No one, with the exception of Erwin “Cannonball” Baker himself, has set as many cross-country records in such a short period than Reese and his team. Reese set six records in under seven months from April through October 2015, including the official Guinness World Record for the shortest charging time from Los Angeles to New York City in an electric vehicle. In October 2015, Reese and two other drivers set the first semi-autonomous driving record from Los Angeles to New York City in 57 hours, 48 minutes in a Tesla Model S P85D.
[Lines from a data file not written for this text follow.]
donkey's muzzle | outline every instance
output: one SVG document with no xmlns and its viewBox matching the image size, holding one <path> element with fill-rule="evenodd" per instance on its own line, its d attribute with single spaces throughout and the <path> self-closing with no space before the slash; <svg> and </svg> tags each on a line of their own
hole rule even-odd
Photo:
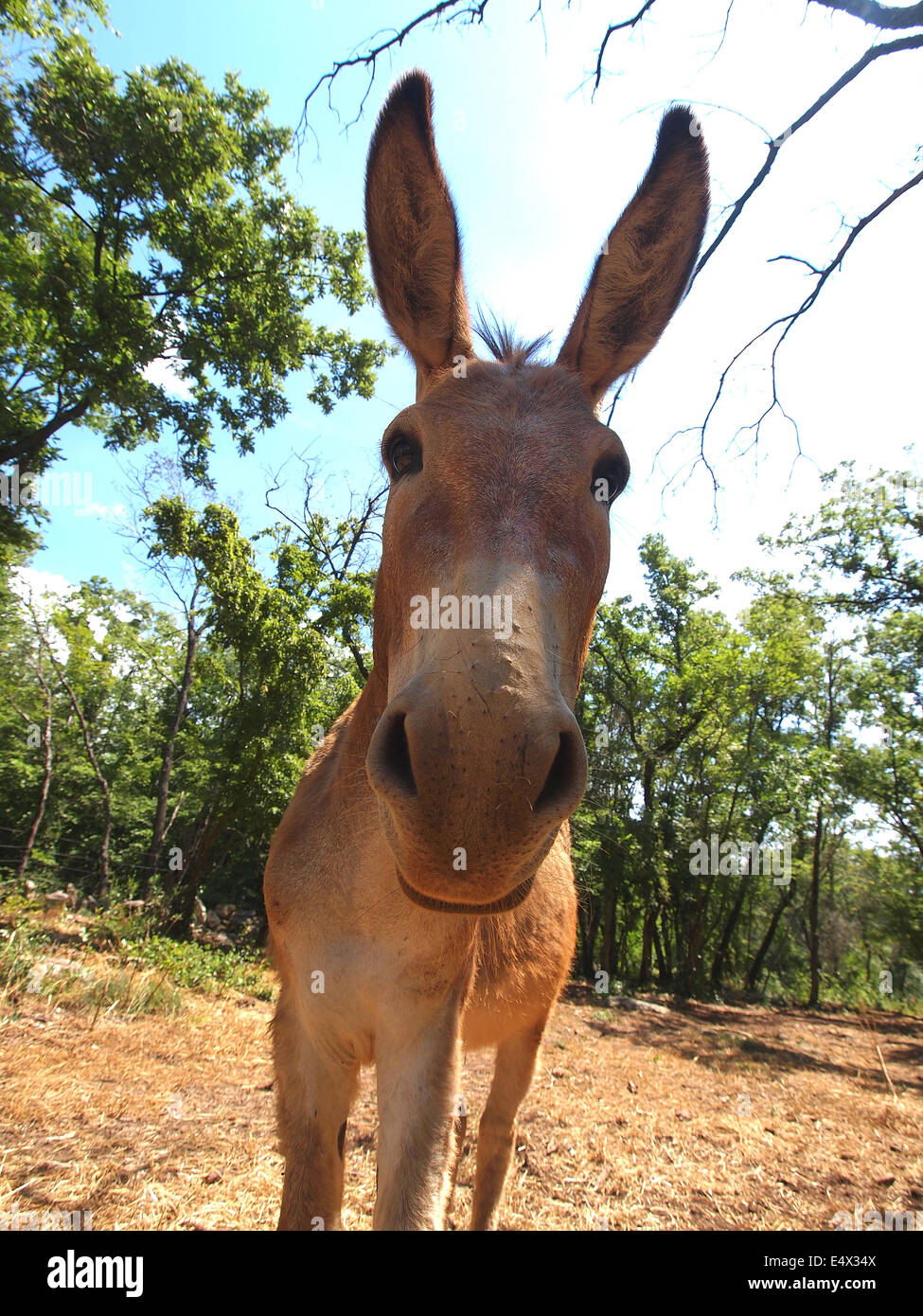
<svg viewBox="0 0 923 1316">
<path fill-rule="evenodd" d="M 557 691 L 539 711 L 508 688 L 437 694 L 407 687 L 388 704 L 369 745 L 369 782 L 406 895 L 496 913 L 528 895 L 583 795 L 583 737 Z"/>
</svg>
Transcontinental driving records date back more than 100 years, when “Cannonball” Baker rode an Indian motorcycle from Los Angeles to New York City in 11 days. Historians attribute interest around such trips to advancements in transportation and manufacturing in the U.S.
The BMW K1600GT used was acquired from West Valley Cycle Sales in Winnetka, California — the oldest BMW Motorrad dealer in the U.S. West Valley provided additional support and technical assistance throughout the trip. GPS Insight, provider of GPS tracking software for businesses, provided telemetry equipment.
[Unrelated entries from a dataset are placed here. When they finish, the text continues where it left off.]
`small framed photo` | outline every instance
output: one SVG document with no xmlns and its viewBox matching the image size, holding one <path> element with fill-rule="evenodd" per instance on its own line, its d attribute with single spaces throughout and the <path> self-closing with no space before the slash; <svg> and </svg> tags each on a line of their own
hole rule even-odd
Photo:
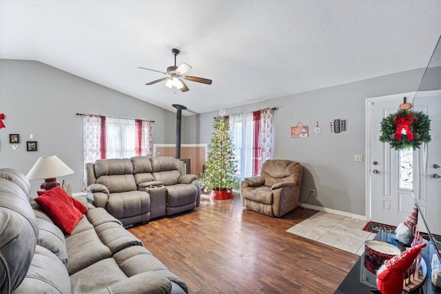
<svg viewBox="0 0 441 294">
<path fill-rule="evenodd" d="M 20 135 L 18 134 L 9 134 L 9 143 L 10 144 L 18 144 L 20 143 Z"/>
<path fill-rule="evenodd" d="M 37 151 L 37 141 L 27 141 L 26 151 Z"/>
</svg>

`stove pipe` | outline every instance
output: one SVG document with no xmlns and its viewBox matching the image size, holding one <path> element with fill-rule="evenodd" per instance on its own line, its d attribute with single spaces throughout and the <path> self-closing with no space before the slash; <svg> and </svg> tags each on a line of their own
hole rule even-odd
<svg viewBox="0 0 441 294">
<path fill-rule="evenodd" d="M 176 109 L 176 158 L 181 158 L 181 121 L 182 120 L 182 109 L 186 109 L 187 107 L 179 104 L 173 104 L 174 108 Z"/>
</svg>

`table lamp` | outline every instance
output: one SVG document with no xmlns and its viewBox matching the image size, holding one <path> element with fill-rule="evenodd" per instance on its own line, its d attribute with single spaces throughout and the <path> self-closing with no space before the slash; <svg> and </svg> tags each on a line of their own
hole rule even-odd
<svg viewBox="0 0 441 294">
<path fill-rule="evenodd" d="M 70 169 L 56 155 L 41 156 L 26 175 L 28 180 L 44 179 L 44 182 L 40 186 L 42 190 L 50 190 L 59 186 L 57 177 L 70 175 L 74 171 Z"/>
</svg>

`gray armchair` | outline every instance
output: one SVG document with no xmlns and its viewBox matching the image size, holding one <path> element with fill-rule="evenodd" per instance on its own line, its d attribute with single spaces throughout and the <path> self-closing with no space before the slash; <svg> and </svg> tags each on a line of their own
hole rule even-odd
<svg viewBox="0 0 441 294">
<path fill-rule="evenodd" d="M 296 162 L 265 161 L 260 176 L 245 178 L 240 183 L 240 200 L 249 210 L 280 217 L 298 204 L 303 167 Z"/>
</svg>

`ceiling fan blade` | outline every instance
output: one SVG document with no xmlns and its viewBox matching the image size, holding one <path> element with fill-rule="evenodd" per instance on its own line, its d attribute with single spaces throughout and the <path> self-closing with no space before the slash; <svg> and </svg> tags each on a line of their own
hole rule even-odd
<svg viewBox="0 0 441 294">
<path fill-rule="evenodd" d="M 203 84 L 212 85 L 212 83 L 213 83 L 213 81 L 209 78 L 198 78 L 197 76 L 183 76 L 183 77 L 186 80 L 191 81 L 192 82 L 202 83 Z"/>
<path fill-rule="evenodd" d="M 181 74 L 184 74 L 191 69 L 192 67 L 187 63 L 181 63 L 181 65 L 179 65 L 176 69 L 176 73 L 181 76 Z"/>
<path fill-rule="evenodd" d="M 151 68 L 141 67 L 139 66 L 138 67 L 138 68 L 142 68 L 143 70 L 151 70 L 152 72 L 161 72 L 161 74 L 167 74 L 167 72 L 161 72 L 160 70 L 152 70 Z"/>
<path fill-rule="evenodd" d="M 156 81 L 153 81 L 152 82 L 147 83 L 145 85 L 147 85 L 147 86 L 150 86 L 151 85 L 156 84 L 156 83 L 159 83 L 159 82 L 162 82 L 163 81 L 165 81 L 167 78 L 167 78 L 167 77 L 159 78 L 158 80 L 156 80 Z"/>
<path fill-rule="evenodd" d="M 181 82 L 184 85 L 183 87 L 181 88 L 181 92 L 188 92 L 189 89 L 188 88 L 188 87 L 187 87 L 187 85 L 185 85 L 185 83 L 184 83 L 184 81 L 182 80 L 181 80 Z"/>
</svg>

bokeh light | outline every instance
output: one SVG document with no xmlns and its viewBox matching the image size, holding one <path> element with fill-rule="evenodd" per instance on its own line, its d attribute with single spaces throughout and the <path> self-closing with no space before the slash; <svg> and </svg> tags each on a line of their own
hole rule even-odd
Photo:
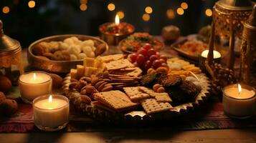
<svg viewBox="0 0 256 143">
<path fill-rule="evenodd" d="M 108 5 L 108 9 L 109 11 L 113 11 L 115 10 L 115 6 L 114 4 L 110 3 Z"/>
<path fill-rule="evenodd" d="M 207 16 L 212 16 L 212 9 L 207 9 L 207 10 L 205 10 L 205 15 L 207 15 Z"/>
<path fill-rule="evenodd" d="M 9 8 L 9 6 L 4 6 L 2 9 L 2 11 L 4 14 L 8 14 L 10 11 L 10 8 Z"/>
<path fill-rule="evenodd" d="M 177 14 L 179 15 L 183 15 L 184 14 L 184 10 L 183 10 L 182 8 L 179 7 L 179 8 L 177 9 Z"/>
<path fill-rule="evenodd" d="M 123 11 L 120 11 L 117 13 L 117 14 L 118 15 L 120 19 L 123 19 L 123 17 L 125 17 L 125 14 Z"/>
<path fill-rule="evenodd" d="M 87 5 L 85 4 L 80 4 L 80 10 L 81 11 L 86 11 L 87 9 Z"/>
<path fill-rule="evenodd" d="M 36 2 L 34 1 L 29 1 L 27 3 L 29 8 L 34 8 L 36 6 Z"/>
<path fill-rule="evenodd" d="M 182 2 L 181 4 L 181 7 L 184 9 L 187 9 L 189 8 L 189 5 L 186 4 L 186 2 Z"/>
<path fill-rule="evenodd" d="M 175 12 L 174 12 L 174 10 L 172 9 L 169 9 L 167 11 L 166 11 L 166 16 L 169 19 L 174 19 L 175 18 Z"/>
<path fill-rule="evenodd" d="M 151 6 L 146 6 L 145 8 L 145 12 L 146 13 L 148 13 L 148 14 L 151 14 L 153 12 L 153 9 L 152 9 L 152 7 Z"/>
<path fill-rule="evenodd" d="M 150 15 L 148 14 L 143 14 L 142 16 L 142 19 L 145 21 L 148 21 L 150 20 Z"/>
</svg>

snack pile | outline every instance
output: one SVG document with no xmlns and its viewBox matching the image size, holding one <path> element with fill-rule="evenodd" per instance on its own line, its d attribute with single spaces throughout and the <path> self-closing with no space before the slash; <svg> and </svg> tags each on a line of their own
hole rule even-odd
<svg viewBox="0 0 256 143">
<path fill-rule="evenodd" d="M 103 54 L 106 45 L 96 40 L 81 41 L 72 36 L 61 41 L 42 41 L 34 46 L 32 53 L 46 60 L 74 61 L 94 58 Z"/>
<path fill-rule="evenodd" d="M 144 47 L 140 50 L 146 50 Z M 70 71 L 69 91 L 76 93 L 69 95 L 70 100 L 80 107 L 83 103 L 111 112 L 136 109 L 152 114 L 193 102 L 200 93 L 202 85 L 194 76 L 201 70 L 194 64 L 177 58 L 167 59 L 155 51 L 152 55 L 165 64 L 146 69 L 131 62 L 132 55 L 128 59 L 123 54 L 85 58 L 83 65 Z"/>
</svg>

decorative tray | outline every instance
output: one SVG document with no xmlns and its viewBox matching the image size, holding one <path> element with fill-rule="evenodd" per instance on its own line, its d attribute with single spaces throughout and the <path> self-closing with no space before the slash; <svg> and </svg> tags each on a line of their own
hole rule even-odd
<svg viewBox="0 0 256 143">
<path fill-rule="evenodd" d="M 45 37 L 40 39 L 34 42 L 33 42 L 28 49 L 27 59 L 29 64 L 37 69 L 40 70 L 44 70 L 49 72 L 54 73 L 68 73 L 70 71 L 70 69 L 75 68 L 77 64 L 82 64 L 82 59 L 76 59 L 76 60 L 62 60 L 62 61 L 55 61 L 47 59 L 42 59 L 40 56 L 36 56 L 33 54 L 33 49 L 35 46 L 43 41 L 50 42 L 52 41 L 63 41 L 70 37 L 77 37 L 79 40 L 88 40 L 91 39 L 93 41 L 98 42 L 99 44 L 104 44 L 105 46 L 105 50 L 103 51 L 100 55 L 103 55 L 108 52 L 108 46 L 103 40 L 95 38 L 90 36 L 86 35 L 77 35 L 77 34 L 65 34 L 65 35 L 56 35 Z M 95 47 L 96 49 L 98 47 Z"/>
<path fill-rule="evenodd" d="M 202 83 L 202 90 L 197 94 L 194 102 L 182 104 L 176 107 L 174 107 L 170 112 L 160 112 L 153 114 L 147 114 L 143 110 L 134 110 L 126 112 L 111 112 L 104 108 L 98 107 L 93 104 L 93 102 L 90 104 L 85 103 L 75 103 L 77 101 L 72 101 L 72 104 L 75 106 L 75 108 L 80 110 L 82 114 L 88 115 L 89 117 L 103 122 L 114 122 L 115 123 L 123 122 L 146 122 L 156 120 L 166 120 L 174 118 L 177 115 L 184 114 L 186 112 L 194 110 L 194 108 L 199 107 L 199 105 L 204 102 L 209 96 L 210 84 L 208 78 L 204 74 L 196 74 L 198 80 Z M 67 97 L 79 97 L 80 93 L 71 91 L 69 89 L 70 84 L 70 74 L 67 74 L 63 82 L 62 90 L 65 93 Z M 78 105 L 77 105 L 78 104 Z"/>
</svg>

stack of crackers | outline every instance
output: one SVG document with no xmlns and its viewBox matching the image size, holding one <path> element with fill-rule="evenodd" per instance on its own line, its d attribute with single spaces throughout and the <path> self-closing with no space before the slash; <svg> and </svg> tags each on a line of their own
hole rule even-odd
<svg viewBox="0 0 256 143">
<path fill-rule="evenodd" d="M 142 70 L 136 67 L 128 59 L 118 59 L 106 64 L 109 79 L 115 89 L 125 87 L 138 86 Z"/>
</svg>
Notaries and film crews were present at the start and finish locations, along with 13 witnesses, including transcontinental record holders and members of the TransContinental Drivers Association.
As in his previous record runs, Reese carried an American flag for good luck. It was gifted to him by veteran and friend, retired Sgt. 1st class Rod Hawk. The flag originally flew in Iraq and was presented to Hawk for his accomplishments during the war. Reese, who also served in the Army, said “I carry that flag to remind me of the men and women who have put themselves in harm’s way to protect our freedom.”